Cepheid QC Analyst Job For MSc Mol Bio, Microbiology & Biochem, Apply Online

Cepheid QC Analyst Vacancy For MSc Mol Bio, Microbiology & Biochem, Apply Online

Cepheid QC Analyst Vacancy For MSc Mol Bio, Microbiology & Biochem, Apply Online. MSc Biochemistry, Molecular Biology, Microbiology Quality Control Analyst I Vacancy. Interested and eligible applicants can check out all of the details on the same below

Hey there, looking for some assistance with the possible interview questions and answers for the role of Quality Control Analyst – I at Cepheid? Then check them out below

Quality Control Analyst – I

Location – Bengaluru, Karnataka, India

Job Family – Quality & Regulatory Affairs

Job ID – R1241225

Job Title:  Quality Control Analyst – I

At Cepheid, we are passionate about improving health care through fast, accurate diagnostic testing.
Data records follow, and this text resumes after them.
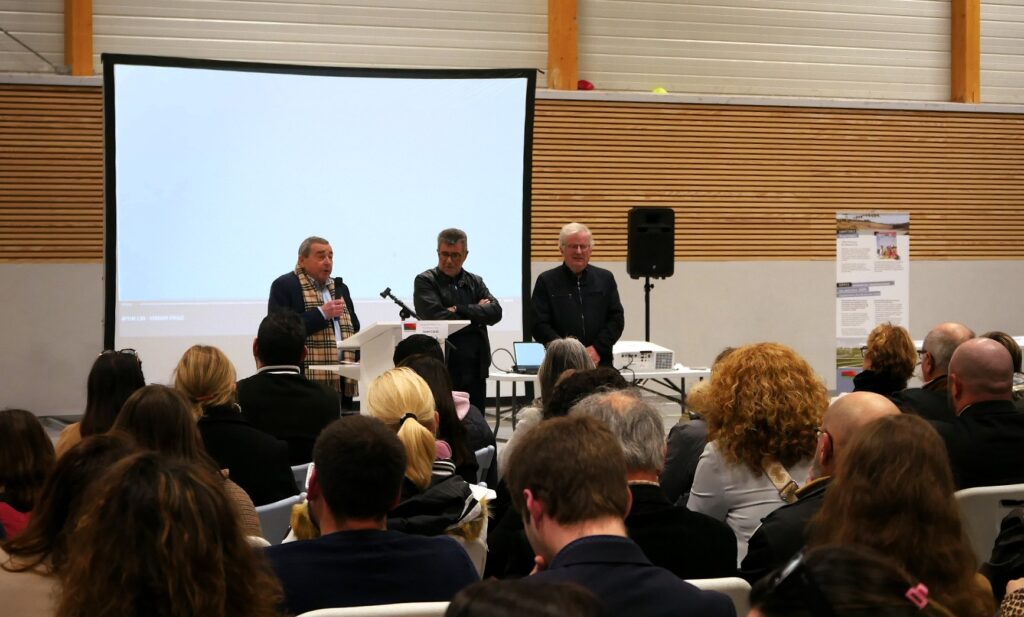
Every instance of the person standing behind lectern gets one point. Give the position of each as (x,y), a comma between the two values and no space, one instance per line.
(578,300)
(449,292)
(326,308)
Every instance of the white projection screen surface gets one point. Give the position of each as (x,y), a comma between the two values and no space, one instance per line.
(217,171)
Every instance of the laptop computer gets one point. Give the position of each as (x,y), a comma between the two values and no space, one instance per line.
(528,356)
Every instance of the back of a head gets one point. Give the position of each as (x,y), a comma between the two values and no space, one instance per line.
(513,598)
(159,419)
(764,404)
(175,539)
(115,375)
(580,385)
(843,581)
(206,377)
(418,344)
(26,457)
(282,339)
(359,466)
(52,520)
(403,402)
(572,465)
(636,423)
(891,351)
(559,356)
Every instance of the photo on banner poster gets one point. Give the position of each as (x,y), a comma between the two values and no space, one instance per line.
(872,283)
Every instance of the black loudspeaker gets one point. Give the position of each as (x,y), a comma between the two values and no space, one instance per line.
(651,244)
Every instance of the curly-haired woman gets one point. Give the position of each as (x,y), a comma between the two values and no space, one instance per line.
(765,403)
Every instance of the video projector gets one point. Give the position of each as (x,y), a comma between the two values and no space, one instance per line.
(641,356)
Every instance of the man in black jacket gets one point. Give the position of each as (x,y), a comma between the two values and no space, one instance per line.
(578,300)
(449,292)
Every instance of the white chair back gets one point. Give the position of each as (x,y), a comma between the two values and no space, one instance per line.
(411,609)
(736,588)
(484,456)
(276,518)
(982,509)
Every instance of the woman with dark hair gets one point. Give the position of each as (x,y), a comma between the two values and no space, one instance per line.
(256,460)
(893,492)
(26,459)
(159,419)
(30,563)
(159,537)
(843,581)
(113,378)
(451,432)
(889,360)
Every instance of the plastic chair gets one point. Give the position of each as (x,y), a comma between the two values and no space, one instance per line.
(300,472)
(276,518)
(736,588)
(982,509)
(484,456)
(410,609)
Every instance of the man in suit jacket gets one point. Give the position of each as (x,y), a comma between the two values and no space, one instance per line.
(568,481)
(688,543)
(931,400)
(578,300)
(986,439)
(325,306)
(783,532)
(358,469)
(279,399)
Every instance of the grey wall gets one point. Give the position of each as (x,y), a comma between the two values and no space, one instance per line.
(52,316)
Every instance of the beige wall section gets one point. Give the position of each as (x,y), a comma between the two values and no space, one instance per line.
(39,24)
(886,49)
(413,34)
(1003,51)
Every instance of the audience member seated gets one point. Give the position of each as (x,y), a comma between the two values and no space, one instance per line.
(765,405)
(519,599)
(687,543)
(783,532)
(986,439)
(26,458)
(889,360)
(687,440)
(31,563)
(560,355)
(357,477)
(279,399)
(893,492)
(158,419)
(450,429)
(931,401)
(158,536)
(568,482)
(256,461)
(1015,352)
(843,581)
(115,375)
(434,500)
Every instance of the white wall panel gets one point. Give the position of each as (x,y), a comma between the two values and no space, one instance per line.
(1003,51)
(39,24)
(889,49)
(390,33)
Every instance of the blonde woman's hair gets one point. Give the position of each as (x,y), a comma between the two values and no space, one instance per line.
(395,394)
(206,377)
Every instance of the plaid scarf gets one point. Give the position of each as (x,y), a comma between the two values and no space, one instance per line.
(322,346)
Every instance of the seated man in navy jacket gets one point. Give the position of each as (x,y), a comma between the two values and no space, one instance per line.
(358,468)
(568,481)
(279,399)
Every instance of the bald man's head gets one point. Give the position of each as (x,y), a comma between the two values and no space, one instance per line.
(843,419)
(981,369)
(939,346)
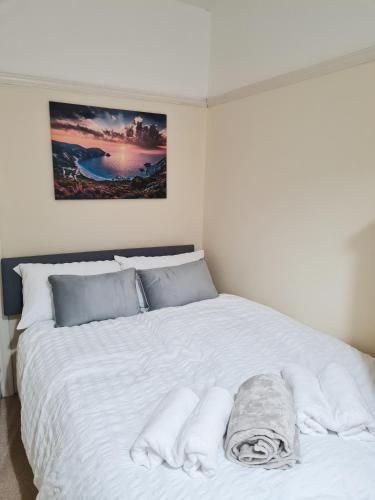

Our mission drives us, every moment of every day, as we develop scalable, groundbreaking solutions to solve the world’s most complex health challenges. Our associates are involved in every stage of molecular diagnostics, from ideation to development and delivery of testing advancements that improve patient outcomes across a range of settings. As a member of our team, you can make an immediate, measurable impact on a global scale, within an environment that fosters career growth and development.

Cepheid is

proud to work alongside a community of six fellow Danaher Diagnostics companies. Together, we’re working at the pace of change on diagnostic tools that address the world’s biggest health challenges, driven by knowing that behind every test there is a patient waiting.

Learn about the Danaher Business System which makes everything possible.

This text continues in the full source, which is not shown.